Chinese institutions so far appear to be adhering to Western sanctions. Two China-backed infrastructure banks, the Asian Infrastructure Investment Bank and the New Development Bank, have halted lending to Russia.
Ties That Last
Factional wars within the CCP over how it deals with Russia are as old as Soviet Union’s relationship with the Party itself, which goes back a century. The Soviets helped create the CCP in 1921 and supported the Party for decades.
According to Kondapalli, any matters concerning Russia have tended to spark acute disagreements within the CCP.
“Much of it had to do with the love-hate relationship between the Soviet and Chinese Communist parties, their ideological agreements and differences,” said Kondapalli, adding that in the early days the Soviets had wanted to keep CCP under their thumb.
“The CCP took the Soviets’ help but resented their bid to control it.”
After the CCP seized power over the country, it adopted the Soviet model of development and used Moscow’s help in its campaign modernize its industries during the 1950s.
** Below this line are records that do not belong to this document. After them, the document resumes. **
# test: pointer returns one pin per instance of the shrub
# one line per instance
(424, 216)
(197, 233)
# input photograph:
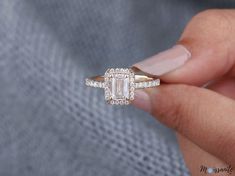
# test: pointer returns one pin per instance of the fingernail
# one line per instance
(165, 61)
(142, 100)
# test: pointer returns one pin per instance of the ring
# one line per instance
(119, 84)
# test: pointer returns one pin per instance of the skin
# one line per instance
(204, 118)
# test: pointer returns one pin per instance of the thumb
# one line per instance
(201, 115)
(204, 52)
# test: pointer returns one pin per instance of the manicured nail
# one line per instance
(165, 61)
(142, 100)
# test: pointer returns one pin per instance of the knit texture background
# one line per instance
(51, 124)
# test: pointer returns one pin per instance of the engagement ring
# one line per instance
(119, 84)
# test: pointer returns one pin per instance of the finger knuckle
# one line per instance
(213, 22)
(175, 114)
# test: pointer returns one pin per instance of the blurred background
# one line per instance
(51, 124)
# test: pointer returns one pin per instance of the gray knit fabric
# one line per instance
(51, 124)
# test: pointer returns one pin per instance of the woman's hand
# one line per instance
(204, 118)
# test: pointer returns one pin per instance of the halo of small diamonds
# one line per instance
(119, 86)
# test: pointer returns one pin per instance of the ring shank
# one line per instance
(141, 81)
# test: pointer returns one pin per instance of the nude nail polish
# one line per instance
(165, 61)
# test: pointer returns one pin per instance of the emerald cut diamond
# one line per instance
(119, 86)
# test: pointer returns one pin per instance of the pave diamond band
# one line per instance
(119, 84)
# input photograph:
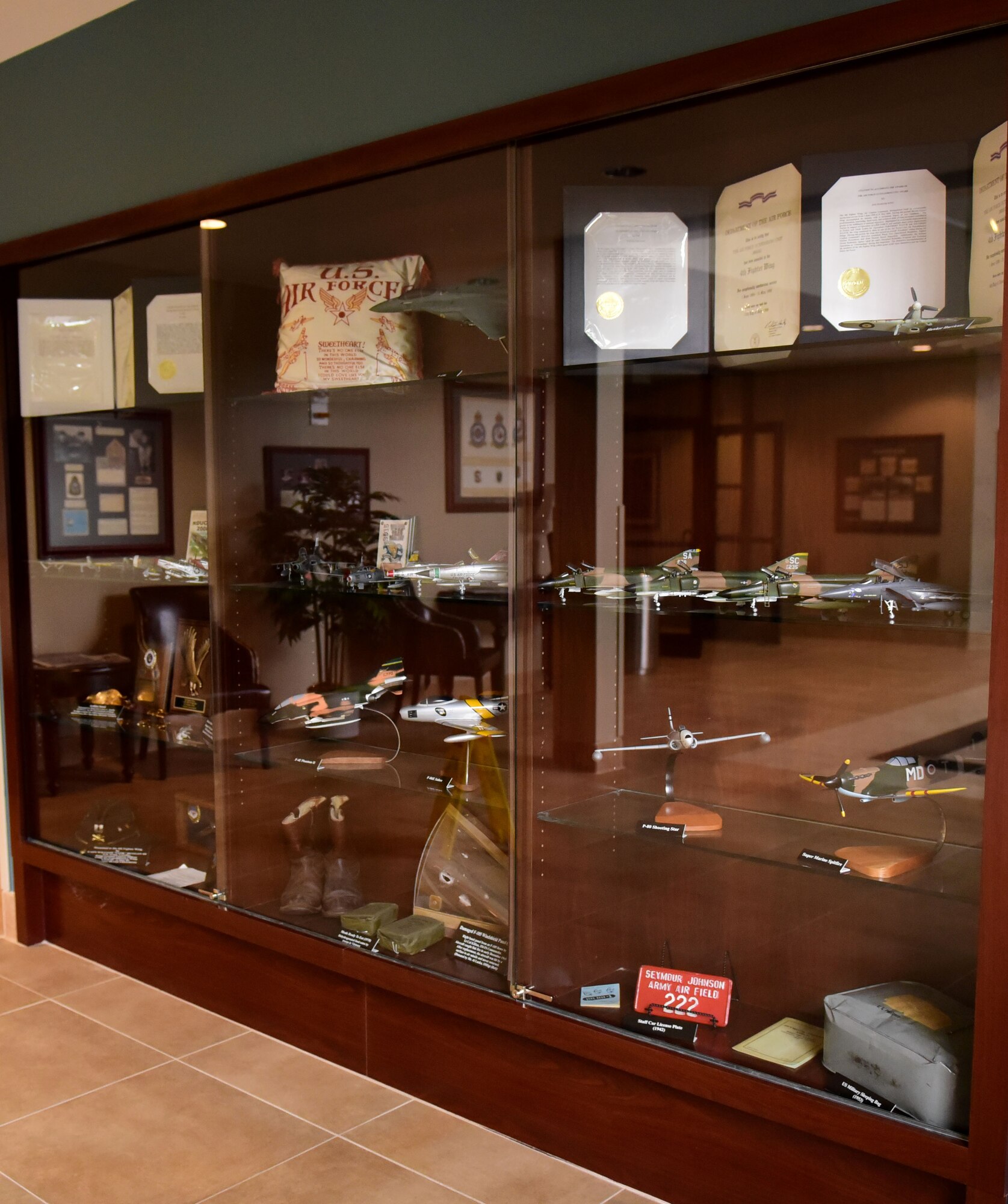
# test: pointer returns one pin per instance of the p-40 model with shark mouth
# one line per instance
(339, 710)
(914, 322)
(462, 575)
(892, 586)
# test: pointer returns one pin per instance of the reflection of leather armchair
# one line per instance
(442, 646)
(235, 672)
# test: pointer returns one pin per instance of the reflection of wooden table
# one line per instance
(75, 676)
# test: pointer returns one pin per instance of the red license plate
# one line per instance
(686, 995)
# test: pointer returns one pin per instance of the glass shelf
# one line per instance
(771, 840)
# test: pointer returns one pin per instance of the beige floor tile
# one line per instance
(320, 1093)
(472, 1160)
(10, 1194)
(170, 1025)
(166, 1137)
(338, 1172)
(49, 1054)
(48, 970)
(13, 996)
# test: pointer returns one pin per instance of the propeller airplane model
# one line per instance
(892, 782)
(469, 717)
(339, 709)
(914, 322)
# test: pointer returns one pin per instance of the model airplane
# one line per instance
(480, 303)
(892, 781)
(892, 586)
(477, 573)
(914, 322)
(679, 740)
(339, 709)
(468, 716)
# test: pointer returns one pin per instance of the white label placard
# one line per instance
(987, 257)
(175, 343)
(65, 351)
(635, 281)
(758, 262)
(883, 235)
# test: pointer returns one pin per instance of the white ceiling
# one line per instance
(26, 23)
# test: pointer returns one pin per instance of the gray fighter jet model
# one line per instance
(480, 303)
(475, 573)
(892, 586)
(914, 322)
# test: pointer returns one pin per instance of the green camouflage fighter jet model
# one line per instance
(892, 782)
(676, 577)
(481, 303)
(784, 580)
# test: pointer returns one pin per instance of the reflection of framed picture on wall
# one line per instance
(491, 445)
(284, 469)
(889, 485)
(104, 485)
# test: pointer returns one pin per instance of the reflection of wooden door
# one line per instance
(749, 492)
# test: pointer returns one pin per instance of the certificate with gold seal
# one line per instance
(883, 235)
(637, 281)
(987, 257)
(758, 262)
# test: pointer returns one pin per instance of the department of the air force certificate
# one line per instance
(758, 262)
(987, 258)
(883, 235)
(635, 280)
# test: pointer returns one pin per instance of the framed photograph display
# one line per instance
(104, 485)
(284, 468)
(889, 485)
(485, 448)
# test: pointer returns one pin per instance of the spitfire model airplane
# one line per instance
(481, 303)
(892, 586)
(339, 710)
(469, 717)
(914, 322)
(892, 782)
(679, 740)
(477, 573)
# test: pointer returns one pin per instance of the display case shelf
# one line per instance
(773, 840)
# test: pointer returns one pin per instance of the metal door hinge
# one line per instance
(526, 993)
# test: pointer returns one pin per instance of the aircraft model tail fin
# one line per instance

But the cooperation with the USSR didn’t last as communist powers famously had a falling out not long after. In the following decades, many CCP officials would be targeted for removal on the basis of real or imagined ties to Moscow.
“The CCP also threw out Defence Minister Peng Dehuai in 1959 for being close to Moscow. Senior politburo member Liu Shaoqi was accused of being a ‘Chinese Khrushchev’ and paraded on the streets [in the late 1960s]. In 1989, Zhao Ziyang, the party General Secretary, was accused of being the ‘Chinese Gorbachev’ for siding with students in the Tiananmen Square protests,” said Kondapalli.
However, after becoming the Party’s paramount leader in 2012, Xi Jinping made his first foreign visit to Moscow, during which the Kremlin gave him a peek into its most secretive military command and control center, he said.
China’s ties with Russia today are “semi-alliance” in nature, according to Kondapalli, finding its foundation in various agreements signed over the past few decades, including the 2001 Sino-Russian Treaty of Friendship. Most recently, Xi and Putin met in Beijing on the opening day of the Winter Olympics, during which the two announced a “no limits” partnership.
But as Putin’s invasion triggers a widening global backlash, the CCP and its political factions find themselves wrestling with how to manage the fallout.
Russia is now crippled by the international financial and trade sanctions, and China’s economy will be deeply impacted if Xi ties itself too closely with Putin, according to Lehberger.
“Jiang and a few others do not want China to be tied too closely to Putin. Because Putin could now sink China together with him,” he said.